On 6th of October between 12:00 and 13:00, ‘ ICAI: The Labs’ will have a meetup on AI for computer vision in the Netherlands. Two labs each present their work and discuss challenges and developments in this field.
QUVA Lab is the collaboration between Qualcomm and the University of Amsterdam. The mission of the QUVA-lab is to perform world-class research on deep vision.
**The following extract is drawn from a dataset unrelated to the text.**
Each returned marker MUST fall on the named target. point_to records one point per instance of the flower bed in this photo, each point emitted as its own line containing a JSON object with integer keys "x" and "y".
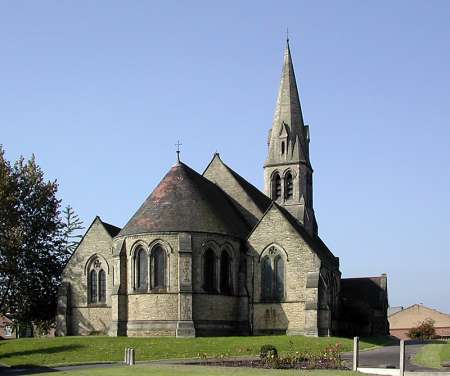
{"x": 330, "y": 358}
Such vision strives to automatically interpret with the aid of deep learning what happens where, when and why in images and video.
Thira Lab is a collaboration between Thirona, Delft Imaging Systems and Radboud UMC. The mission of the lab is to perform world-class research to strengthen healthcare with innovative imaging solutions.
12.00 (noon): Opening
12:05 Introduction of the QUVA Lab by Yuki Asano (UvA)
12:10 QUVA Lab: Philip Lippe (UvA) presents: “CITRIS: Causal Identifiability from Temporal Intervened Sequences”
12:25 Keelin Murphy (Radboudumc) introduces the Thira Lab and presents “BabyChecker: AI-assisted ultrasound for maternal care in low-resource settings.”
12.45 Discussion of what’s next in AI in Computer Vision in the Netherlands
“CITRIS: Causal Identifiability from Temporal Intervened Sequences”
Understanding the latent causal factors of a dynamical system from visual observations is considered a crucial step towards agents reasoning in complex environments, and this task is often referred to as causal representation learning. In this talk, we present CITRIS, a variational autoencoder framework that learns causal representations from temporal sequences of images in which underlying causal factors have possibly been intervened upon. In contrast to the recent literature, CITRIS exploits temporality and observing intervention targets to identify scalar and multidimensional causal factors, such as 3D rotation angles. Furthermore, by introducing a normalizing flow, CITRIS can be easily extended to leverage and disentangle representations obtained by already pretrained autoencoders. Extending previous results on scalar causal factors, we prove identifiability in a more general setting, in which only some components of a causal factor are affected by interventions. In experiments on 3D rendered image sequences, CITRIS outperforms previous methods on recovering the underlying causal variables. Moreover, using pretrained autoencoders, CITRIS can even generalize to unseen instantiations of causal factors, opening future research areas in sim-to-real generalization for causal representation learning.
“BabyChecker: AI-assisted ultrasound for maternal care in low-resource settings”
Approximately 99% of maternal deaths occur in low-resource settings where the ability to diagnose and manage pregnancy complications is limited. Prenatal ultrasound screening is used routinely in wealthier countries around the world and can detect high risk pregnancies which should be managed at a medical center. The BabyChecker project develops Artificial Intelligence (AI) tools which run on a smartphone connected to a low-cost ultrasound device. The image acquisition can be done by an operator with minimal training, following a standard protocol. The BabyChecker AI software will perform standard prenatal checks to determine the gestational age and position of the baby and the presence of more than one fetus, for example. In this way, high risk pregnancies can be identified and referred for clinical management. In this talk we will describe the AI systems underlying the BabyChecker system, the current and future development and challenges.